Henrik Ibsen - EL PATO SALVAJE

En El pato salvaje, publicada en 1884 y obra llamada de transición entre el Ibsen realista y su etapa simbolista, el autor retoma el tema de la verdad, pero esta vez desde el contrapunto de la mentira como mal necesario, o mentira vital. El elemento que desatará la tragedia será el idealismo radical de Gregorio Werle en busca de la verdad, lo que llevará a la destrucción de los elementos que sustentan la felicidad de los que le rodean, e incluso, a su propia autodestrucción (los derechos del autoengaño frente a las "exigencias del ideal").

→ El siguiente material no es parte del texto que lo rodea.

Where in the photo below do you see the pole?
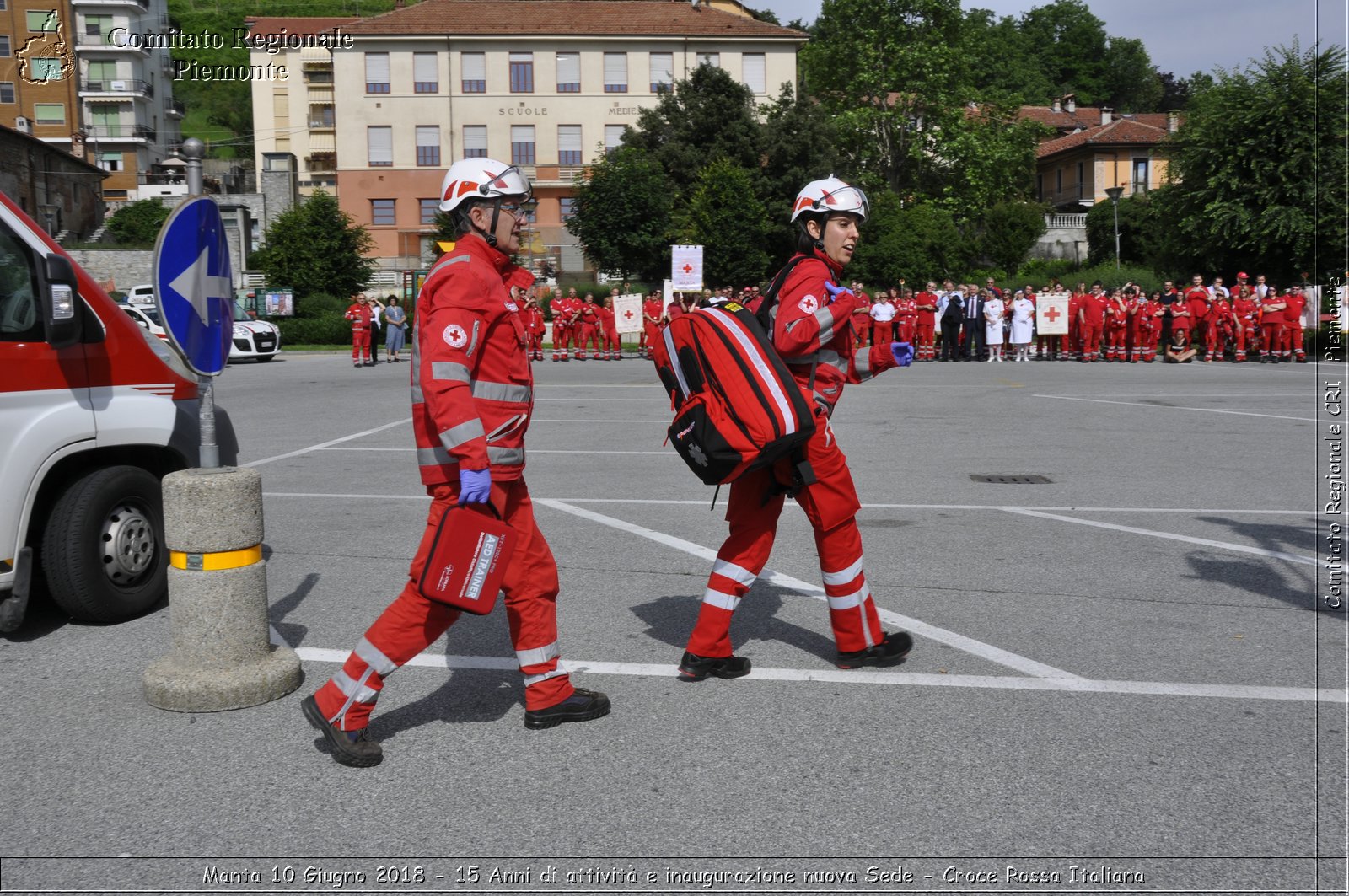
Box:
[182,137,220,469]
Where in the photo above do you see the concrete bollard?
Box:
[144,467,301,712]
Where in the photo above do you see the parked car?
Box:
[0,187,239,631]
[119,303,169,341]
[229,301,281,363]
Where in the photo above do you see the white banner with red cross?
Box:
[614,292,642,333]
[670,245,703,292]
[1035,292,1072,336]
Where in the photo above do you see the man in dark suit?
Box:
[940,290,965,360]
[960,285,987,360]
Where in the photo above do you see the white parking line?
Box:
[1035,395,1317,424]
[284,647,1349,703]
[240,417,413,467]
[1003,507,1319,566]
[535,498,1081,679]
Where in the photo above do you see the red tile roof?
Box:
[342,0,809,42]
[1035,115,1167,159]
[245,16,360,38]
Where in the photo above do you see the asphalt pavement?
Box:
[0,355,1346,893]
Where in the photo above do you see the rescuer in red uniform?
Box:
[304,158,610,766]
[679,177,913,681]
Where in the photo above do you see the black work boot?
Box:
[299,695,384,768]
[679,651,750,681]
[524,688,609,728]
[834,631,913,669]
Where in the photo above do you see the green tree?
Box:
[106,200,169,243]
[1021,0,1110,105]
[846,191,970,287]
[567,146,674,281]
[623,65,760,192]
[676,159,784,286]
[1101,38,1162,112]
[255,190,375,299]
[800,0,969,196]
[975,201,1045,274]
[1152,43,1349,283]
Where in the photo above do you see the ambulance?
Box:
[0,193,238,631]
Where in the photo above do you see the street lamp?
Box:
[1104,186,1124,270]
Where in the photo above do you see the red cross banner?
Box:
[614,292,642,333]
[1035,292,1072,336]
[670,245,703,292]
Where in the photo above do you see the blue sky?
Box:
[760,0,1346,77]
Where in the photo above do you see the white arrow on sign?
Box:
[169,249,234,326]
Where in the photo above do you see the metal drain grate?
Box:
[970,472,1054,486]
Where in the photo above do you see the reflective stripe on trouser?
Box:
[688,417,881,656]
[314,479,575,732]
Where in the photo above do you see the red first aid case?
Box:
[417,503,515,615]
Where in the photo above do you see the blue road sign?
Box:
[153,196,234,377]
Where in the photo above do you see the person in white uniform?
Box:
[1012,290,1035,360]
[983,292,1003,364]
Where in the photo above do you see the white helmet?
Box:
[440,158,530,212]
[792,174,870,222]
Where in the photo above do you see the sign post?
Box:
[153,175,234,469]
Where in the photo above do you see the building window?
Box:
[459,52,487,93]
[27,9,56,34]
[369,200,398,227]
[366,126,394,168]
[510,52,535,93]
[605,52,627,93]
[740,52,767,93]
[366,52,389,93]
[510,124,535,164]
[557,52,582,93]
[417,124,440,164]
[1129,159,1148,193]
[413,52,440,93]
[464,124,487,159]
[32,103,66,124]
[650,52,674,93]
[557,124,582,164]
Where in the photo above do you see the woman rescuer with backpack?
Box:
[679,175,913,681]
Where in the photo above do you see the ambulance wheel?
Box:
[42,467,169,622]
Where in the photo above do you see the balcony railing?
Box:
[79,78,155,97]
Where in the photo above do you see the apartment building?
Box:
[254,0,807,269]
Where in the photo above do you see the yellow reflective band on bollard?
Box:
[169,544,261,572]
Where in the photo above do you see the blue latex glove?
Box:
[459,469,492,507]
[825,281,854,305]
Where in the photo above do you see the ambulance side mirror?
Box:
[42,255,79,348]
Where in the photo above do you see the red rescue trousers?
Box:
[688,411,885,657]
[351,326,369,360]
[314,479,575,732]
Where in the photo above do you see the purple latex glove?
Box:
[459,469,492,507]
[825,281,854,305]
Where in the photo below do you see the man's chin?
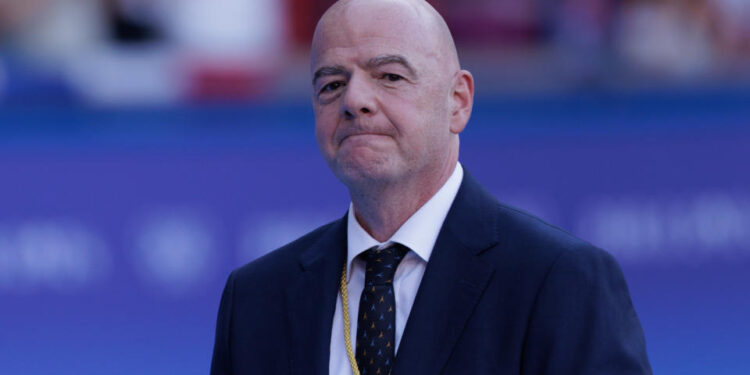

Gregorio regresa a su pueblo y a la casa paterna y ve la hipocresía en la que se mueven todos los que allí viven, incluido su padre. Dispuesto a delatar todas las mentiras y a arrancar todas las máscaras, no duda en contarle a Hjalmar, su viejo amigo, un secreto que hasta ahora, él mismo ignoraba. A partir de allí, la vida de Hjalmar Ekdal y la de toda su familia, dará un giro insospechado que hará que una casa antes feliz, caiga en la desgracia:
RELLING. - Bien mirado, está enfermo todo el mundo, por desgracia.
GREGORIO. - ¿Y qué tratamiento aplica usted a Hjalmar?
RELLING. - Mi tratamiento ordinario. Procuro mantener en él la mentira vital.
GREGORIO. - ¿La mentira vital? Debo de haber oído mal.
RELLING. - No; he dicho la mentira vital. Porque la mentira vital es algo así como un principio estimulante, ¿sabe?
(…)
RELLING. - Oiga usted, señor Werle, hijo: no emplee esa palabra extranjera de ideal. En buen noruego existe otra más apropiada: mentira.
GREGORIO. - ¿Cree usted que tiene algo que ver una cosa con otra?
RELLING. - Entre las dos palabras no hay mayor diferencia que entre tifus y fiebre tifoidea.
GREGORIO. - ¡Doctor Relling, no pararé hasta haber salvado de sus garras a Hjalmar!
RELLING. - ¡Peor para él! Si quita usted la mentira vital a un hombre vulgar, le quita al mismo tiempo la felicidad.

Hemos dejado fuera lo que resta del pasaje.